Other issues in this category (26)
A stack of New Year’s news posts about newly found vulnerabilities affecting all kinds of CPUs led to general panic. Programmers all over the world spent their holidays analysing the vulnerabilities and looking for ways to protect their systems from them. What vulnerabilities are we talking about?
Three were discovered: one of them was called Meltdown (CVE-2017-5754), while the remaining two have collectively been referred to as Spectre (CVE-2017-5753 and CVE-2017-5715). To keep things simple, let's discuss just one of them.
Naturally, users with different privileges can use the same computer. And every user runs applications with various access permissions. Their data is processed by the same CPU(s) in such a way that an application can't access certain information if it is not permitted to do so. Until now, operating system and application vulnerabilities were known to let attackers elevate privileges in order to gain access to private data, but none of the previously discovered flaws pertained to a CPU.
Instead of accessing the physical memory directly, applications operate with virtual address spaces mapped to the physical memory. The ranges of virtual addresses for different applications do not overlap. A piece of hardware called MMU (Memory Management Unit) facilitates control over the address ranges.
It is somewhat similar to virtual machines that each use their own memory which is allocated to them when necessary. The hardware unit ensures that the data used by different processes doesn't overlap. And this appears to be a sound approach, but there’s a catch.
Imagine you're walking down a street. To go from point A to point B, you need to take N steps. So you perform the same sequence of actions, step by step. And one can predict that if you’ve moved from point A1 to point A2, you are very likely to take similar steps from A2 to A3 and from A3 to A4 and so on. But if you could perform all those operations in one step, you would get to point B in an instant!
And this is how modern CPUs work. Processing each application's step takes time. Meanwhile, most programs' actions are meant to be performed in a sequence rather than simultaneously. But modern processors can carry out multiple tasks concurrently. If a program’s code were to be processed step by step, it would take longer and some CPU capacity would remain unused. That's why executable code is divided into parts that are processed simultaneously—this includes code that needs to be executed right now as well as code that is meant to be processed later. In scientific terms, the techniques responsible for this feature are referred to as speculative execution and branch prediction.
Here is an example:
These techniques improve overall system performance, provided other system components, including RAM, are much slower than the CPU. If, in order to execute a certain instruction, the CPU must await data input, instead of standing by, it will execute the code that follows the instruction in accordance with its predictions about the data it is about to receive.

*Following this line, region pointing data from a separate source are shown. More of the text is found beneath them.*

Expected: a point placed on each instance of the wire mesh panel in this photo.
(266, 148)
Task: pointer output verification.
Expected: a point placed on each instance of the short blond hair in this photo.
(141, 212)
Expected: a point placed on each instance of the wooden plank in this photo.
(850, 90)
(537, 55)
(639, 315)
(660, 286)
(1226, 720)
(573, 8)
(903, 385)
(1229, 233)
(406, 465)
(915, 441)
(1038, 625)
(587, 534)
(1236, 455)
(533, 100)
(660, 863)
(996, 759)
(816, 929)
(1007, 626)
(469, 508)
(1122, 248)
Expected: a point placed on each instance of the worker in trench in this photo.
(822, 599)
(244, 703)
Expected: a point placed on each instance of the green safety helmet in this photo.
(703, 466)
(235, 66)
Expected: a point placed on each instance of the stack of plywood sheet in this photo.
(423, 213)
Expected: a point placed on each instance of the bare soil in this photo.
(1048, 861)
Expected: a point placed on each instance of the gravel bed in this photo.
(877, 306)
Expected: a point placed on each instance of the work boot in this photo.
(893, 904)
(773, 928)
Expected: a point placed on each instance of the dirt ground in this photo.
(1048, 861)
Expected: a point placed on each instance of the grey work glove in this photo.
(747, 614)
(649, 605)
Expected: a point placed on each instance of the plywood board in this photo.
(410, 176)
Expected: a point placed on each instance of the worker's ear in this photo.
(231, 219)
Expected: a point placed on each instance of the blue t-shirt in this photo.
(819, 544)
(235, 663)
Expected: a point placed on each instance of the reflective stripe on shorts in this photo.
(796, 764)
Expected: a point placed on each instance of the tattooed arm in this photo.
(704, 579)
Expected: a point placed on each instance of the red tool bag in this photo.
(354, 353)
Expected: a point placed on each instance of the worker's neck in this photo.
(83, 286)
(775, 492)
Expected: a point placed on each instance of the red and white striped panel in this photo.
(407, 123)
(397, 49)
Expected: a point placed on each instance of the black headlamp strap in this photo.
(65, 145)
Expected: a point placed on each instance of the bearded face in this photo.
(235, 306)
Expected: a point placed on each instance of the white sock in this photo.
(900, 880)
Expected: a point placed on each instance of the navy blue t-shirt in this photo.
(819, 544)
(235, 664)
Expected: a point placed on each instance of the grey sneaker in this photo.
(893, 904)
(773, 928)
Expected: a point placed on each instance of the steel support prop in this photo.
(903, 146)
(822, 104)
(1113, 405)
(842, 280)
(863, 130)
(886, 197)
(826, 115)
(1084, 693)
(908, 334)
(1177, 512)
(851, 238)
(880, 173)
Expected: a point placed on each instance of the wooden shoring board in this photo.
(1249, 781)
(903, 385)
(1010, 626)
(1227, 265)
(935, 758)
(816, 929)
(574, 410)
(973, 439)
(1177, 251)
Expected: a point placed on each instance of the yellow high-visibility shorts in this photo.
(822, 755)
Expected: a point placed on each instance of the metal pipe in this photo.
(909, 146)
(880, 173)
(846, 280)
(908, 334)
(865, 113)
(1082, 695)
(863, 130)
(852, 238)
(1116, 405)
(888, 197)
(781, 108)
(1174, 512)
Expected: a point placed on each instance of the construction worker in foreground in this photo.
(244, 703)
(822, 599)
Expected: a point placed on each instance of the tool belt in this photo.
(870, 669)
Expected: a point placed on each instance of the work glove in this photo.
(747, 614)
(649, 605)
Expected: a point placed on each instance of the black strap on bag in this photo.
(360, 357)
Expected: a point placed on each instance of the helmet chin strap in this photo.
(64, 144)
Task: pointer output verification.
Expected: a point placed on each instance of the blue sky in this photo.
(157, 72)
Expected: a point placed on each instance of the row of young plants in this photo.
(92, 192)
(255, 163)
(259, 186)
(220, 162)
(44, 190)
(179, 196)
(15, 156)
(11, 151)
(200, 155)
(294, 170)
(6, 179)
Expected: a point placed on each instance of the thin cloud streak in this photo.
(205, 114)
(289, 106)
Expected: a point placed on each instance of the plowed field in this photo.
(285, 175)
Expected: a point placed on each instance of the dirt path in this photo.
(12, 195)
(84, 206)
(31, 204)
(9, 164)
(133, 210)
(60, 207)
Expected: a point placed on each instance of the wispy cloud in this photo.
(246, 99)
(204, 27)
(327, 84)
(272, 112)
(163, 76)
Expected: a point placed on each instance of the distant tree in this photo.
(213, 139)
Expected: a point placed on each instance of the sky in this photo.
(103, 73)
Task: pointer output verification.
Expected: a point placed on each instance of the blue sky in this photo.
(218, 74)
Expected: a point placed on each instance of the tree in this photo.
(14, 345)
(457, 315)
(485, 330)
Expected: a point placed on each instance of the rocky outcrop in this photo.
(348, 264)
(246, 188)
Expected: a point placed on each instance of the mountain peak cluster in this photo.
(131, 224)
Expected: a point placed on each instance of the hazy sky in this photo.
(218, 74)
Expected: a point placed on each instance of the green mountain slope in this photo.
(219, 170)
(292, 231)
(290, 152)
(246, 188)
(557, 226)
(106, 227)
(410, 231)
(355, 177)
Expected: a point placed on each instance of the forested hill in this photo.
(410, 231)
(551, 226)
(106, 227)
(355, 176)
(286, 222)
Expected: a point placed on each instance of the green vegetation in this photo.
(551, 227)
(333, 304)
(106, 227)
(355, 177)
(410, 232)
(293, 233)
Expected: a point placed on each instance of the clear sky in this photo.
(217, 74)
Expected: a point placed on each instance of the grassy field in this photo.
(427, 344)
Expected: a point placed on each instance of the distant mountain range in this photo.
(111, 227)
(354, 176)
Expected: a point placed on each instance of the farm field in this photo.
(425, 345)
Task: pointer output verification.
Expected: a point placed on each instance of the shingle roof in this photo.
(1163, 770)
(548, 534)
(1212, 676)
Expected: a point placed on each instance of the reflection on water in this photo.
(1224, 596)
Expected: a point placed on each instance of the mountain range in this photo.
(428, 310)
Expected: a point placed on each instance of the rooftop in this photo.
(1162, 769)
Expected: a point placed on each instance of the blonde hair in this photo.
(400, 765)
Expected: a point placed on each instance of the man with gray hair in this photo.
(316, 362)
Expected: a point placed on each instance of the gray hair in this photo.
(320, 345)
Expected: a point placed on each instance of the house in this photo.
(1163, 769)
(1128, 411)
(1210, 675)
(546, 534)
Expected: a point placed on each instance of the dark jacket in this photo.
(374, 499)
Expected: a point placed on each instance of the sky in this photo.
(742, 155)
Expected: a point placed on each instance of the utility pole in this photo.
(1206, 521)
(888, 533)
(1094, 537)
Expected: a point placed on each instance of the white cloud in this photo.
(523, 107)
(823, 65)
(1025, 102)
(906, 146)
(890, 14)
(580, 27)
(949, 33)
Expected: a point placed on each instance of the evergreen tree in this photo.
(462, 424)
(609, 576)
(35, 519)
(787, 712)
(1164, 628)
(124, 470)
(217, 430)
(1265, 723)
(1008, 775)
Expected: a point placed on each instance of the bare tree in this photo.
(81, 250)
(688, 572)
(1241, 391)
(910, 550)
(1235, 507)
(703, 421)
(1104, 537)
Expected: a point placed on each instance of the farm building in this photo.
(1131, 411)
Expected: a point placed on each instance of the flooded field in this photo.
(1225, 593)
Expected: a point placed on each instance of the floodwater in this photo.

And this is when the first alarm bell goes off. Because the CPU has no clue as to what data the process will be allowed to access for the future step to be executed, it will assume that any and all data will be accessible—including information the process is not supposed to access. Here is another simple example: A program declares a 200-element data array and takes a long time performing similar actions with its elements. The CPU says: “Aha!” and starts performing the actions beforehand. And then the program code that needs to be executed requests access to data outside the array (just in case, in some programming languages, overrunning the structural boundaries of data can be regarded as a legitimate operation). And the CPU will eagerly request data the program is not supposed to use.
What will happen if the variable X is located not just outside the data array but even outside the virtual address range allocated to the process? The CPU will execute the instruction anyway. This happens because the MMU, which is responsible for determining whether a process is allowed to access address X, also needs time to do its job. That's why in the case of speculative execution, the MMU is treated in exactly the same way as external buses—execution commences before the MMU replies as to whether or not the code can be executed.
Should the MMU report that the code can't be executed, the result of the execution will merely be discarded.
But the prediction turned out to be false, and the actual data input for the executed instruction is not what was expected. No problem; the execution output is discarded and the instruction is executed again. The data the program is not supposed to use is not passed to the process. And eerything would be perfectly secure if it weren't for another performance optimisation technique—the cache.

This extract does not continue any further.